Interdependent nursing interventions are implemented collaboratively by the nurse in addition to other health care professionals. For example, the nurse may assist a client to perform an exercise taught by the physical therapist.

Dependent nursing interventions require an order from a physician or another health care professional. Administration of medication is an example of a dependent intervention. This intervention requires specific nursing knowledge and responsibilities, but it is not within the realm of legal practise for nurses to prescribe medications.

The nurse is responsible for knowing the classification, normal dosage, pharmacological action, contraindications, adverse effects, and nursing implications of the drug. Dependent nursing interventions must be governed by appropriate knowledge and judgment.

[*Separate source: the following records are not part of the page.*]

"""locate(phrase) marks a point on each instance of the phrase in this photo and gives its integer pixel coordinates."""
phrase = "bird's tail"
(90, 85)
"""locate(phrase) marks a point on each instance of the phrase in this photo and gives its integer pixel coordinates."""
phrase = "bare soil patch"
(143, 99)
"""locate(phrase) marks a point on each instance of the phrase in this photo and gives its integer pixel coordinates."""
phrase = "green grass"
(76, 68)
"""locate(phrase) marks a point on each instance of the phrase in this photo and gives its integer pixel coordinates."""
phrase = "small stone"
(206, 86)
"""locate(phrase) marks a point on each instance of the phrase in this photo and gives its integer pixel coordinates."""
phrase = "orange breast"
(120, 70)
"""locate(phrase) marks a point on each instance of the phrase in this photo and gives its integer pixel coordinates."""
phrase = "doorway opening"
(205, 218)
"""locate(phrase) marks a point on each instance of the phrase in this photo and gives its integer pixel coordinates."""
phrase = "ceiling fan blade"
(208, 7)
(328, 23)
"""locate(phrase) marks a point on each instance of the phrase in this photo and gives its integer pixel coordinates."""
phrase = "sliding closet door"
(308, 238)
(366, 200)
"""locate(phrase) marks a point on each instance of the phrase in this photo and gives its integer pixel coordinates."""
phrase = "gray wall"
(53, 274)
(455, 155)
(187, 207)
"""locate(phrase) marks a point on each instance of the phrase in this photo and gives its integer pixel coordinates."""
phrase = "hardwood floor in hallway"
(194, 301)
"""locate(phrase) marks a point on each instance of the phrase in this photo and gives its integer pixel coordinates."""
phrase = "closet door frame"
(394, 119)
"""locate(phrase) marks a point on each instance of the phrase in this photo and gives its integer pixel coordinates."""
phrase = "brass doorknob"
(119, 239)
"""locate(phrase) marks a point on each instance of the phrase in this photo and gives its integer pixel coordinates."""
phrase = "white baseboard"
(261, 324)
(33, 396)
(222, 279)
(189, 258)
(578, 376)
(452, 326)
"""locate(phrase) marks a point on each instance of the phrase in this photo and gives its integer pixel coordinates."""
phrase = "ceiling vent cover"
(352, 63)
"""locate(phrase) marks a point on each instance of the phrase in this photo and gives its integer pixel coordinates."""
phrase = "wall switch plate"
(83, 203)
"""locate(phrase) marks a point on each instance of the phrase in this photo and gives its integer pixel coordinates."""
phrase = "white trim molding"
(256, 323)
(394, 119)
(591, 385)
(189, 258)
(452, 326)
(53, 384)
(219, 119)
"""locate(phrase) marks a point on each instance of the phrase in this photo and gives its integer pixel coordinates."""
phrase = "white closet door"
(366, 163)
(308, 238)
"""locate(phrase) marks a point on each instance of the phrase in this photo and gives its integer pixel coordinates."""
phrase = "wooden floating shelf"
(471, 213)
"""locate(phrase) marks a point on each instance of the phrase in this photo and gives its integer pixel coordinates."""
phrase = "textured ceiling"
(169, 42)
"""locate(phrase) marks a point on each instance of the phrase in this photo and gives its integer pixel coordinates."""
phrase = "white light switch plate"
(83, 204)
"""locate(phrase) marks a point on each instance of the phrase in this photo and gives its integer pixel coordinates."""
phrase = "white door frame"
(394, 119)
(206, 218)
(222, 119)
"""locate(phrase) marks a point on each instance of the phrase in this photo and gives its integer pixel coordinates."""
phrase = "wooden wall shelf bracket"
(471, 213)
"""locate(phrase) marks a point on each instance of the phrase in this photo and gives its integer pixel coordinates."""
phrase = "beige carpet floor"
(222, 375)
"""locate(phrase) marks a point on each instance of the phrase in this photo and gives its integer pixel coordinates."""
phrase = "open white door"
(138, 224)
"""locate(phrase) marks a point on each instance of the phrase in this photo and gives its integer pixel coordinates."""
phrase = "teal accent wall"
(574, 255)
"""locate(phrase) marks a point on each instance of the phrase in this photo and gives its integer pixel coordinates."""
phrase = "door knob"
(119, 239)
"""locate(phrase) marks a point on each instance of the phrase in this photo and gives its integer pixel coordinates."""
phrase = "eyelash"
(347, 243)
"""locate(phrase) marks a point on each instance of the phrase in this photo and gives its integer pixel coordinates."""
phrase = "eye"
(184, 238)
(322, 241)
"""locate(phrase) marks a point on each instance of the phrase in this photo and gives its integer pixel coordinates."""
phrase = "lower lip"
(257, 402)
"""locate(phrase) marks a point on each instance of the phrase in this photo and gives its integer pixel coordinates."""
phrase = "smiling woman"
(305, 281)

Documenting the intervention

The implementation step also involves documentation and reporting. Data to be recorded include the client’s condition before the intervention, the specific intervention performed, the client’s response to the intervention, and client outcomes. Documentation provides valuable communication among health care team members to ensure continuity of care and evaluate progress toward expected outcomes. Written documentation also provides data necessary for reimbursement.

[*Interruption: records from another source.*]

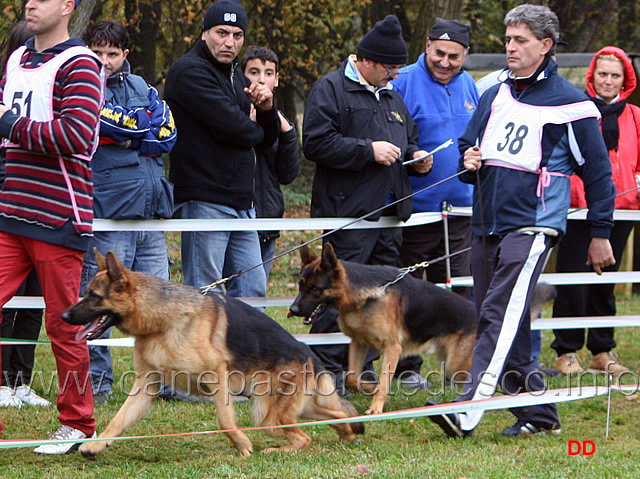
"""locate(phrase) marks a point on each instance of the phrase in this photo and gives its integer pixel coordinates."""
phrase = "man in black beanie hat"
(213, 161)
(358, 132)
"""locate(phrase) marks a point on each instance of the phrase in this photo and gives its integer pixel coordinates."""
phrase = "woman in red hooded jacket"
(610, 81)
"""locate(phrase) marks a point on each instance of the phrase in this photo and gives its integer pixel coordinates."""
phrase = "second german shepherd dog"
(210, 345)
(409, 317)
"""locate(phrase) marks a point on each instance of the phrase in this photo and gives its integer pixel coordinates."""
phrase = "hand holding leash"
(446, 144)
(473, 158)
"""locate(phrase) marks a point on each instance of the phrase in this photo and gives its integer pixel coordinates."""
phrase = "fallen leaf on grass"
(361, 469)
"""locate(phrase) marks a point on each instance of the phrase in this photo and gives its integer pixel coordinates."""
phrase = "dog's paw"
(91, 449)
(373, 410)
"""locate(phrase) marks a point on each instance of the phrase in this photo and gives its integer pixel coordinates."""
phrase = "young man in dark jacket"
(358, 132)
(136, 127)
(533, 131)
(277, 164)
(213, 165)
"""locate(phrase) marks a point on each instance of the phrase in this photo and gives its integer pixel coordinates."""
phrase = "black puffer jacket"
(342, 119)
(214, 158)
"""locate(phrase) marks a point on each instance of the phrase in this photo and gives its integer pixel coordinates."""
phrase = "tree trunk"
(144, 18)
(81, 18)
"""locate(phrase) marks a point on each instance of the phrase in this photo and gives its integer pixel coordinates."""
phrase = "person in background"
(521, 164)
(441, 97)
(54, 85)
(610, 80)
(17, 360)
(358, 132)
(277, 164)
(213, 165)
(136, 128)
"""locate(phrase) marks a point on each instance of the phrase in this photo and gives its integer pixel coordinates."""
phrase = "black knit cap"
(226, 12)
(451, 30)
(384, 43)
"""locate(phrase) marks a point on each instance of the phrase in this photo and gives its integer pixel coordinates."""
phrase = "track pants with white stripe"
(505, 272)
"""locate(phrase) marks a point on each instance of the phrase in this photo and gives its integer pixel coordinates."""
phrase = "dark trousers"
(17, 360)
(586, 299)
(505, 272)
(375, 246)
(426, 242)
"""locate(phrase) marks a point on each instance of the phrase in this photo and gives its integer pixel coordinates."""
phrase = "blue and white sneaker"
(524, 428)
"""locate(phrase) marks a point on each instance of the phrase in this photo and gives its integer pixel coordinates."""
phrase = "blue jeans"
(212, 255)
(142, 251)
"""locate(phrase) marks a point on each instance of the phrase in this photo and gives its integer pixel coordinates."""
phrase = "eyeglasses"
(389, 72)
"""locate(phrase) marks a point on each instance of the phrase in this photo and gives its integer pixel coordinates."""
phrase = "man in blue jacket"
(136, 127)
(441, 98)
(528, 135)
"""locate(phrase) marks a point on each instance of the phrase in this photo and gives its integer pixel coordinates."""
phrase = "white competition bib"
(513, 136)
(29, 91)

Verbal communication between nurses generally occurs at the change of shift, when caring responsibility changes. Nursing students must report relevant information to the nurse responsible for their clients when they leave the unit. Information that should be shared in the verbal report includes:

  1. Completed activities and those not completed
  2. Status of current relevant problems
  3. Assessment changes or abnormalities
  4. Results of treatments
  5. Diagnostic tests scheduled or completed (and results)

Both written and verbal communication must be objective, descriptive, and complete. It must include observations, not opinions and be stated or written to show an accurate picture of the client’s condition. Communication of implementation activities is basic to client care and evaluation of progress toward goals.

Evaluation

Evaluation is done to assess the effectiveness of intervention and also to check whether the goal is met or not.

It is the fifth step in the nursing process, which determines whether client goals have been met, partially met, or not met. When a goal is met, the nurse decides whether nursing interventions should stop or continue for the status to be maintained. When a goal is partially met or not met, the nurse reassesses the situation. The reasons the goal is not met and modifications to the plan of care are determined by more data collection. Reasons that goals are not met or are only partially met include:

  1. Initial assessment data were incomplete.
  2. Goals and expected outcomes were unrealistic.
  3. The time frame was not adequate.
  4. Nursing interventions were not appropriate for the client or situation.

Nursing process is pillar of nursing activity. It involves various steps which has been discussed above.